Experimental details
Titration is the experimental method of determining a solution of unknown concentration by the controlled addition of some reactant that, either on its own, or in conjunction with a third compound (the indicator), shows a visible change when the reaction is complete and the two compounds have reacted in stoichiometric quantities.
The apparatus
Pipette, burette, volumetric flasks, conical flasks, white tile, clamp stand.

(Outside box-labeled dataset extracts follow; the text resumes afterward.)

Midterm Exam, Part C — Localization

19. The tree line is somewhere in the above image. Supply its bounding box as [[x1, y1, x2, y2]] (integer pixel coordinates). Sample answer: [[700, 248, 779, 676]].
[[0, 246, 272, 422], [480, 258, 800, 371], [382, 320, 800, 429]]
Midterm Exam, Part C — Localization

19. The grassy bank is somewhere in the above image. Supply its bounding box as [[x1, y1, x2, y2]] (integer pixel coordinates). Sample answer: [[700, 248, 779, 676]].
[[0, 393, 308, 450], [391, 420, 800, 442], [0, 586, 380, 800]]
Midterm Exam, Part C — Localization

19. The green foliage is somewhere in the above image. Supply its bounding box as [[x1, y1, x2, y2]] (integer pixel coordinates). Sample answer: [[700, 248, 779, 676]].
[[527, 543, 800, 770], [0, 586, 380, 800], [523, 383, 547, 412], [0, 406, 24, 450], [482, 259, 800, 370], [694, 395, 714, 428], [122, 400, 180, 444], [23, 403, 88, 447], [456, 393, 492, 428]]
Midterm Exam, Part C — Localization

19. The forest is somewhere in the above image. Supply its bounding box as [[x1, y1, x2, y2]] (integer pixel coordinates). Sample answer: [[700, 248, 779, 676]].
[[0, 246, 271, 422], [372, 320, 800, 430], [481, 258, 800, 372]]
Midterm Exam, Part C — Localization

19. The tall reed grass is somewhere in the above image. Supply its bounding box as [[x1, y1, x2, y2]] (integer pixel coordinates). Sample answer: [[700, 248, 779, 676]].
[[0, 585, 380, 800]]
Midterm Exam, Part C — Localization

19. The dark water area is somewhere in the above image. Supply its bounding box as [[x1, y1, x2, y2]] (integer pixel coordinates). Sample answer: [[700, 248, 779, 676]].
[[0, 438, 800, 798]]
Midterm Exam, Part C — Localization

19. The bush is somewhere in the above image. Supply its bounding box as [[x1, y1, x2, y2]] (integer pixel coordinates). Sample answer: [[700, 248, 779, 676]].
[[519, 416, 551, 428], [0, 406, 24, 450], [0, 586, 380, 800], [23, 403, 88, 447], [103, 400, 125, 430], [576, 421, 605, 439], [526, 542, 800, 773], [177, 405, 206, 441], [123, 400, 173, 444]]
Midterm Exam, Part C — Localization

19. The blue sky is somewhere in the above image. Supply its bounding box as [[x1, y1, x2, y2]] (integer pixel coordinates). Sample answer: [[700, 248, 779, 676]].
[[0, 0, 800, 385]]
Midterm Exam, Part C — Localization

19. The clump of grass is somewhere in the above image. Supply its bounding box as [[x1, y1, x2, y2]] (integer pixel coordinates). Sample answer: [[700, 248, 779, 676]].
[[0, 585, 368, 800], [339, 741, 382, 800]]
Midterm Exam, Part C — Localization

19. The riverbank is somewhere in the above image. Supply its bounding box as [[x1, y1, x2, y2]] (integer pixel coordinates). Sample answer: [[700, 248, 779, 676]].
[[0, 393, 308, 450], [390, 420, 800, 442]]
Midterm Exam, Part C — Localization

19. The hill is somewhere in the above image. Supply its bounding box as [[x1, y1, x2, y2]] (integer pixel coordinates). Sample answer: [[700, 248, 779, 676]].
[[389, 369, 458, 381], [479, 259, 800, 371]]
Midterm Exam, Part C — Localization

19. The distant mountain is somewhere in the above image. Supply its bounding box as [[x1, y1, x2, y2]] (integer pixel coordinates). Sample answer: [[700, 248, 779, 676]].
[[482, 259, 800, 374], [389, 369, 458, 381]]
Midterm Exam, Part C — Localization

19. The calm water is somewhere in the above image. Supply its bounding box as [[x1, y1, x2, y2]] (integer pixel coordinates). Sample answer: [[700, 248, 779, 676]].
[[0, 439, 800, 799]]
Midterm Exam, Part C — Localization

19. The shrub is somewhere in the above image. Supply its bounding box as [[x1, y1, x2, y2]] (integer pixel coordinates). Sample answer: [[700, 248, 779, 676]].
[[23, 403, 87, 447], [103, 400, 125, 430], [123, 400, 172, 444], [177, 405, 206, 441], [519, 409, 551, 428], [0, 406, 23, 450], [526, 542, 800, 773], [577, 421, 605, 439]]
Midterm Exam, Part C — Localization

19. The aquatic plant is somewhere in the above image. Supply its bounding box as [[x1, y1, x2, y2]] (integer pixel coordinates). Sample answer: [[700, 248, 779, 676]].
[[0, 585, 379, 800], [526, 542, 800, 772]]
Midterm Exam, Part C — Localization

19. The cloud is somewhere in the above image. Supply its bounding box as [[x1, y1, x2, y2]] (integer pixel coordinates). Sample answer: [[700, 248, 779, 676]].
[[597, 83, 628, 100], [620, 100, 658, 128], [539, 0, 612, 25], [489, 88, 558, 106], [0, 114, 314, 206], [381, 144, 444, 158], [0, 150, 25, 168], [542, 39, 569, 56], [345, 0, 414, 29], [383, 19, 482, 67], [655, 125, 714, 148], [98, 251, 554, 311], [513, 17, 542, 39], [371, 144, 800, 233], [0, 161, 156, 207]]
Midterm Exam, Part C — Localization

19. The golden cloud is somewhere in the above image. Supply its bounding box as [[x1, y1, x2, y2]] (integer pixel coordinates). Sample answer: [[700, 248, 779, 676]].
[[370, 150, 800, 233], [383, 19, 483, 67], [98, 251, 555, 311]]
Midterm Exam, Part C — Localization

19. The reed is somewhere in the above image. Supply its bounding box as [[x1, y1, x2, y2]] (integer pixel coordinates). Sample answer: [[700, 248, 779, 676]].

The procedure used for titration is almost always the same, with the occasional modification depending on circumstances.
 A solution of known concentration is accurately prepared.
 A 25 ml sample of the unknown solution is pipetted accurately into a conical flask. The white tile is placed under the flask (this is to make any colour changes more obvious)
 A few drops of a suitable indicator is added.
 The reagent of known concentration is run from a burette a little at a time into the conical flask until the indicator permanently changes colour (the end, or equivalence point).
 The procedure is repeated until results of within 0.1 ml of reagent added are obtained (concordant results).
The choice of indicator depends on the two reagents (see 7.83). The choice of which reagent is placed in the conical flask and which is placed in the burette is simply a matter of convenience, or the indicator colour change required.
Primary standards
These are compounds that can be used to make up accurate solutions, which are then in turn used to standardise, or determine, other solutions. A primary standard must have the following characteristics.
 Be available in a highly pure form.
 Be soluble
 Be reactive
 Not be affected by the environment
 Have a high relative mass
It is important to know that when you weigh out a quantity of the primary standard that you are only weighing out the primary standard. Hence #1 above. The solution prepared must not change appreciably over time, hence #4 above. The higher the relative mass the lower the inaccuracy of any weighing due to balance tolerances.
For example if a 0.1 M solution is required of a standard with a relative mass of 60, then to make up a 250 cm^{3} solution requires 0.1 x 60 x 0.25 = 1.5 g. If the tolerance of a 2 d.p. balance is ± 0.005, this represents an inaccuracy of 0.005/1.5 x 100 % = 0.33%.
However if the relative mass of the primary standard is 180, then 4.5 g is needed to prepare 250 cm^{3} of 0.1 M solution. The inaccuracy due to the balance is now only 0.005/4.5 x 100% = 0.11%.
Recording results
It is essential that ALL data be recorded as it is collected. This should be tabulated for easy understanding, and include inaccuracies and units. Titration is repeated until results that are within 0.1 ml are obtained. These are called concordant results. The average of the concordant results is used in calculations.
Example results table
Burette readings / cm^{3} ± 0.05 
1st titre

2nd titre

3rd titre


Final reading 
24.20

23.15

24.20

Initial reading 
00.00

00.00

00.05

total volume added 
24.20

23.15

23.15

average of concordant results 
23.17 ± 0.1

Theory of acidbase titration
The amount (in moles) of the known reagent is easily calculated from the molarity and the volume.
Moles = molarity x volume (litres) 
A titration experiment seeks to identify the exact volume of a reagent needed for neutralisation. From this volume, the unknown molarity may be calculated, by considering the stoichiometric relationship between the two reagents (the acid and the base)
Example: Calculate the concentration of an unknown sodium hydroxide solution, if 20 cm^{3} of 0.12 mol dm^{3} hydrochloric acid is needed to exactly neutralise 25 cm^{3} of the sodium hydroxide solution. From the equation for the reaction:
1 mole of HCl completely neutralises 1 mole of NaOH moles of NaOH = moles of HCl molarity x volume (HCl) = molarity x volume (NaOH) From the experiment data: 0.12 x 0.020 = M(NaOH) x 0.025 Molarity NaOH = 0.096 mol dm^{3} 
Titration calculations are marginally complicated by reagents (acids and bases) that do not react in a 1:1 ratio. These may be approached in exactly the same way, only taking into account the stoichiometric mole ratios.
Example: Calculate the concentration of an unknown sodium hydroxide solution, if 20 cm^{3} of 0.08 mol dm^{3} sulfuric acid is needed to exactly neutralise 25 cm^{3} of the sodium hydroxide solution. From the equation for the reaction:
1 mole of H_{2}SO_{4} completely neutralises 2 moles of NaOH i.e. there must be twice as many moles of NaOH at the equivalence point. moles of NaOH = 2 x moles of H_{2}SO_{4} molarity x volume (NaOH) = 2 x molarity x volume (H_{2}SO_{4}) From the experiment data: Molarity (NaOH) x 0.025 = 2 x 0.08 x 0.020 Molarity NaOH = 0.128 mol dm^{3} 
Clearly, it is important to identify and write out the equation for the reaction before proceding with the calculations.